Sorry, I can't remember the details clearly.

  • I remember that the coordinates of the points in the ShapeNet datasets in the range of (-1, 1). Did you analyze statistically the whole dataset for the maximum and minimum values of the coordinates?
  • Could you provide the error stack trace? BTW, please make sure that the coordinates are ranged in (-1, 1) instead of [-1, 1].
  • According to the code below, the output values of Gridding may be larger than 1. Because the values may come from multiple points. For example, there are multiple points in the same grid cell.

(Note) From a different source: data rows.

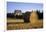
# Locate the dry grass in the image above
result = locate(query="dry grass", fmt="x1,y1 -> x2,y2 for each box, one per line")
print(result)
7,12 -> 43,30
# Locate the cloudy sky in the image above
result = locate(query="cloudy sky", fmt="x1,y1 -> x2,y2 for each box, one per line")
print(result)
7,2 -> 43,13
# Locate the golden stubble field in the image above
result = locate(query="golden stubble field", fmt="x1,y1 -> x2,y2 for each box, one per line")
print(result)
7,12 -> 43,30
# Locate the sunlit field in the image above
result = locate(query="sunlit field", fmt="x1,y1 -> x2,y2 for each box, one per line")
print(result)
7,12 -> 43,30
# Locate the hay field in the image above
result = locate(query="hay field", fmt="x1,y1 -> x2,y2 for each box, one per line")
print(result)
7,12 -> 43,30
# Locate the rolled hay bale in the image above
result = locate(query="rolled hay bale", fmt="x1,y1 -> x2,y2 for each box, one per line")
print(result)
30,11 -> 43,28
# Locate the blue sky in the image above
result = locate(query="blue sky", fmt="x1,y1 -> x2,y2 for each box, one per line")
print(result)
7,2 -> 43,13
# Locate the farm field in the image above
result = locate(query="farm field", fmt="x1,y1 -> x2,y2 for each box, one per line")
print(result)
7,18 -> 43,30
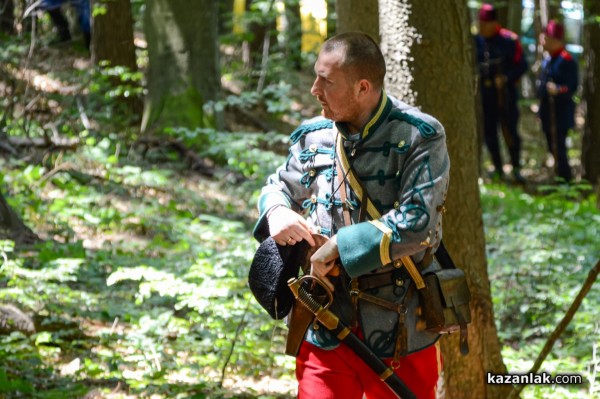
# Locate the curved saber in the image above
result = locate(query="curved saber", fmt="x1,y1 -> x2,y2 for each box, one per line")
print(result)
288,275 -> 417,399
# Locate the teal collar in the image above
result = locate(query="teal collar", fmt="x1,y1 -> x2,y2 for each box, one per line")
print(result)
335,90 -> 392,140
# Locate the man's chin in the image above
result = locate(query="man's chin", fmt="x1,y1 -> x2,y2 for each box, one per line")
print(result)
321,108 -> 335,122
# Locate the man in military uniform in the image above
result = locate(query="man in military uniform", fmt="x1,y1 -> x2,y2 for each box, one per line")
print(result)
475,4 -> 527,183
537,20 -> 578,182
254,32 -> 450,399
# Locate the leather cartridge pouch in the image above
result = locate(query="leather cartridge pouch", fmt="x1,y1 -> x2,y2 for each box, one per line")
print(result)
419,269 -> 471,334
419,269 -> 471,355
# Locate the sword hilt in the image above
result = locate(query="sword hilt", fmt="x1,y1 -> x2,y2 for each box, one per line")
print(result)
288,275 -> 340,330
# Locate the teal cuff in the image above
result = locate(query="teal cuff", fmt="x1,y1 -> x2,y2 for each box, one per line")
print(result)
337,222 -> 383,278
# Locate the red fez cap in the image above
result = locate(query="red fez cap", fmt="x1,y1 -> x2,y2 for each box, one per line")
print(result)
479,3 -> 497,22
544,19 -> 565,40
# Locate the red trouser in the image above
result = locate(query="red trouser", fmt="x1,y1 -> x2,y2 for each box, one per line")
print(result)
296,341 -> 442,399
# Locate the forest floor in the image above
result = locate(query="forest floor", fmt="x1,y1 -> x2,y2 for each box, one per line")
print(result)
0,35 -> 600,399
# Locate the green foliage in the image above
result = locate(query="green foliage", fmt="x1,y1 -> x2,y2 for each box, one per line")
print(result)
481,184 -> 600,398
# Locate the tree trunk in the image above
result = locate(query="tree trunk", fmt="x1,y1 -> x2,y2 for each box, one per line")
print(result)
219,0 -> 234,35
506,0 -> 523,35
0,0 -> 15,35
0,192 -> 40,245
327,0 -> 337,37
142,0 -> 222,132
581,0 -> 600,189
91,0 -> 137,71
284,0 -> 302,71
336,0 -> 380,43
381,0 -> 510,399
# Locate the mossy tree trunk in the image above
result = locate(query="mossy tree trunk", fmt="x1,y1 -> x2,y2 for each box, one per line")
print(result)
0,0 -> 15,35
380,0 -> 510,399
0,192 -> 40,245
142,0 -> 222,132
91,0 -> 137,71
90,0 -> 143,116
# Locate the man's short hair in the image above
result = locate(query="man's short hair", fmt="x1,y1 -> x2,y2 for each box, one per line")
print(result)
321,32 -> 385,88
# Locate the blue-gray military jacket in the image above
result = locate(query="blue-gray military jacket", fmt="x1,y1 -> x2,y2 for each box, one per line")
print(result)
254,92 -> 450,357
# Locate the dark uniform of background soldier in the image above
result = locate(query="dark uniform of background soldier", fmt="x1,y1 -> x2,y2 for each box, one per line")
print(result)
475,4 -> 527,183
537,21 -> 578,182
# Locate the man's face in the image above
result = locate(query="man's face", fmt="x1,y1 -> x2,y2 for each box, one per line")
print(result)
310,49 -> 360,123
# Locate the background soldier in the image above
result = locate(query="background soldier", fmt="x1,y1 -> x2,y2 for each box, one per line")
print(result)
475,4 -> 527,183
537,20 -> 578,182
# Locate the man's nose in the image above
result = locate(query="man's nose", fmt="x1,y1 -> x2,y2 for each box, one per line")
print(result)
310,79 -> 321,97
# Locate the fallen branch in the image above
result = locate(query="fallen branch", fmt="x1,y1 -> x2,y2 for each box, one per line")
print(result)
8,137 -> 81,150
508,260 -> 600,399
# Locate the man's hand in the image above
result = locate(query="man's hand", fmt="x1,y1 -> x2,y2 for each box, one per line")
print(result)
546,82 -> 559,96
494,75 -> 508,90
267,206 -> 315,247
310,236 -> 340,291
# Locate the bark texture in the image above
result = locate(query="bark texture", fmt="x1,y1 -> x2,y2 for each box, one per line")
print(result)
381,0 -> 510,399
336,0 -> 379,43
92,0 -> 137,71
581,0 -> 600,188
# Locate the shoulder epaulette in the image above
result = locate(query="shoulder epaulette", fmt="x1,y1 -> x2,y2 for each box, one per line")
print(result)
290,119 -> 333,144
390,109 -> 437,139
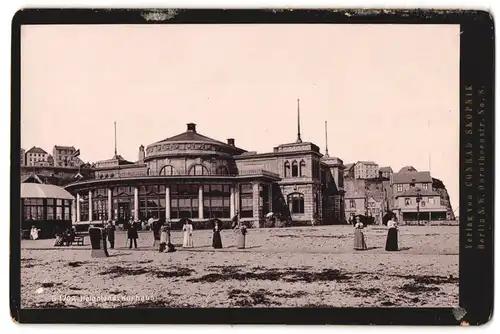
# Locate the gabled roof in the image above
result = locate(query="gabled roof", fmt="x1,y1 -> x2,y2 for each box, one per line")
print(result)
154,123 -> 245,151
392,172 -> 432,183
26,146 -> 47,154
399,166 -> 418,173
54,145 -> 76,151
396,187 -> 439,197
344,163 -> 354,171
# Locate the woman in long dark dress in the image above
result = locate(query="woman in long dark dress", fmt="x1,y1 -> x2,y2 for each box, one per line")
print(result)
354,216 -> 368,250
212,220 -> 222,248
385,218 -> 399,252
127,220 -> 139,248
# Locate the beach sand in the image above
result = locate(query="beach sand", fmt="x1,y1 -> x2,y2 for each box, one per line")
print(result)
21,226 -> 459,308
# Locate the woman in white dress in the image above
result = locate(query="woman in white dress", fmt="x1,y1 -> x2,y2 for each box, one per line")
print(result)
182,220 -> 194,248
30,226 -> 40,240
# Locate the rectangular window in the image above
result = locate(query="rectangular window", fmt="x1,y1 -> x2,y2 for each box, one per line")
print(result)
240,184 -> 253,218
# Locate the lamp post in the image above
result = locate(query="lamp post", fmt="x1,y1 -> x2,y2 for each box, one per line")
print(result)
417,192 -> 422,225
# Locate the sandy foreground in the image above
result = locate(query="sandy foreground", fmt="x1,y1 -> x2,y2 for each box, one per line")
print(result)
21,226 -> 459,308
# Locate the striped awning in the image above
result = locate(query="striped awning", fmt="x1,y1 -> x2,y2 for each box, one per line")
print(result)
21,183 -> 74,200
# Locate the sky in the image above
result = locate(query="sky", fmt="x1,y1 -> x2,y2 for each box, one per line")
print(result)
21,24 -> 460,214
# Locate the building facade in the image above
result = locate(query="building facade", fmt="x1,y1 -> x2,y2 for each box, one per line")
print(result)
353,161 -> 379,179
379,167 -> 393,180
392,166 -> 447,221
20,149 -> 26,166
66,123 -> 345,226
52,145 -> 79,167
25,146 -> 49,166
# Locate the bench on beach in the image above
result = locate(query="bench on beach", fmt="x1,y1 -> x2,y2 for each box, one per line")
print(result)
70,234 -> 85,246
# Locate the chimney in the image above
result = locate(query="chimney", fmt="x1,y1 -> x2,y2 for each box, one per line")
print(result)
139,145 -> 146,162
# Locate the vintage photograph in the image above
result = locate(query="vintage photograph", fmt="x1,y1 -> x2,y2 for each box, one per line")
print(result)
19,24 -> 460,309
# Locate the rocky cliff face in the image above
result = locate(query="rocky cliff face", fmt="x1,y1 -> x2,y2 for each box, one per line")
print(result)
432,178 -> 455,220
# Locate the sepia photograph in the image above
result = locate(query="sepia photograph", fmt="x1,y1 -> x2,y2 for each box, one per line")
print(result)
20,20 -> 461,309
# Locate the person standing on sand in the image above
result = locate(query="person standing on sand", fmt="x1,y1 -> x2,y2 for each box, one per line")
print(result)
212,220 -> 222,248
106,220 -> 116,249
159,223 -> 170,253
354,216 -> 368,250
182,219 -> 194,248
385,216 -> 399,252
127,219 -> 139,248
148,218 -> 164,247
30,225 -> 40,240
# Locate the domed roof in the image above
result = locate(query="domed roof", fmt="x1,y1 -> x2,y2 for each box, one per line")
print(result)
21,183 -> 74,200
145,123 -> 246,161
155,123 -> 227,145
399,166 -> 417,173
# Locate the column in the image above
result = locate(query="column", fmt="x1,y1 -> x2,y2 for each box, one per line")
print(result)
108,188 -> 113,220
267,183 -> 274,212
229,185 -> 236,218
252,182 -> 260,227
198,184 -> 202,219
134,187 -> 139,222
71,200 -> 76,224
76,193 -> 82,222
89,190 -> 93,222
165,186 -> 170,221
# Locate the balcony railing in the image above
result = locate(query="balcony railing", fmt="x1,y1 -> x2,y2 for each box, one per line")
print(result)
93,169 -> 280,180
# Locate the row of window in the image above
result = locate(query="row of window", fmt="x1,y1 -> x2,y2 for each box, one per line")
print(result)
284,160 -> 306,177
396,183 -> 429,193
22,198 -> 71,220
405,197 -> 435,206
156,165 -> 229,176
80,184 -> 306,220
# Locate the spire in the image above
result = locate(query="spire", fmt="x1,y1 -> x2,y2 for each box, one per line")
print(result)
325,121 -> 329,158
115,122 -> 118,157
295,99 -> 302,144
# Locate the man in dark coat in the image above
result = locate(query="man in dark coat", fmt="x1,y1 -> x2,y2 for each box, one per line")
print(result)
106,220 -> 116,249
127,219 -> 139,248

for (int j = index; j < n_pts; j += stride) {
// LLL -> Lower X, Lower Y, Lower Z
gvtx_idx = grid_pt_indexes[j * 8 + 0];
atomicAdd(&(grid_weights[gvtx_idx]), grid_pt_weights[j * 24 + 0] *
grid_pt_weights[j * 24 + 1] *
grid_pt_weights[j * 24 + 2]);
// LLU -> Lower X, Lower Y, Upper Z
gvtx_idx = grid_pt_indexes[j * 8 + 1];
atomicAdd(&(grid_weights[gvtx_idx]), grid_pt_weights[j * 24 + 3] *
grid_pt_weights[j * 24 + 4] *
grid_pt_weights[j * 24 + 5]);
// LUL -> Lower X, Upper Y, Lower Z
gvtx_idx = grid_pt_indexes[j * 8 + 2];
atomicAdd(&(grid_weights[gvtx_idx]), grid_pt_weights[j * 24 + 6] *
grid_pt_weights[j * 24 + 7] *
grid_pt_weights[j * 24 + 8]);
// LUU -> Lower X, Upper Y, Upper Z
gvtx_idx = grid_pt_indexes[j * 8 + 3];
atomicAdd(&(grid_weights[gvtx_idx]), grid_pt_weights[j * 24 + 9] *
grid_pt_weights[j * 24 + 10] *
grid_pt_weights[j * 24 + 11]);
// ULL -> Upper X, Lower Y, Lower Z
gvtx_idx = grid_pt_indexes[j * 8 + 4];
atomicAdd(&(grid_weights[gvtx_idx]), grid_pt_weights[j * 24 + 12] *
grid_pt_weights[j * 24 + 13] *
grid_pt_weights[j * 24 + 14]);
// ULU -> Upper X, Lower Y, Upper Z
gvtx_idx = grid_pt_indexes[j * 8 + 5];
atomicAdd(&(grid_weights[gvtx_idx]), grid_pt_weights[j * 24 + 15] *
grid_pt_weights[j * 24 + 16] *
grid_pt_weights[j * 24 + 17]);
// UUL -> Upper X, Upper Y, Lower Z
gvtx_idx = grid_pt_indexes[j * 8 + 6];
atomicAdd(&(grid_weights[gvtx_idx]), grid_pt_weights[j * 24 + 18] *
grid_pt_weights[j * 24 + 19] *
grid_pt_weights[j * 24 + 20]);
// UUU -> Upper X, Upper Y, Upper Z
gvtx_idx = grid_pt_indexes[j * 8 + 7];
atomicAdd(&(grid_weights[gvtx_idx]), grid_pt_weights[j * 24 + 21] *
grid_pt_weights[j * 24 + 22] *
grid_pt_weights[j * 24 + 23]);
}

Hope the answer helps.

hzxie commented

According to Eq.2 in the paper, the output of Gridding is divided by the number of points in the neighborhood, and I remember I did it.
However, I can't find it in the code. If you find it, please tell me.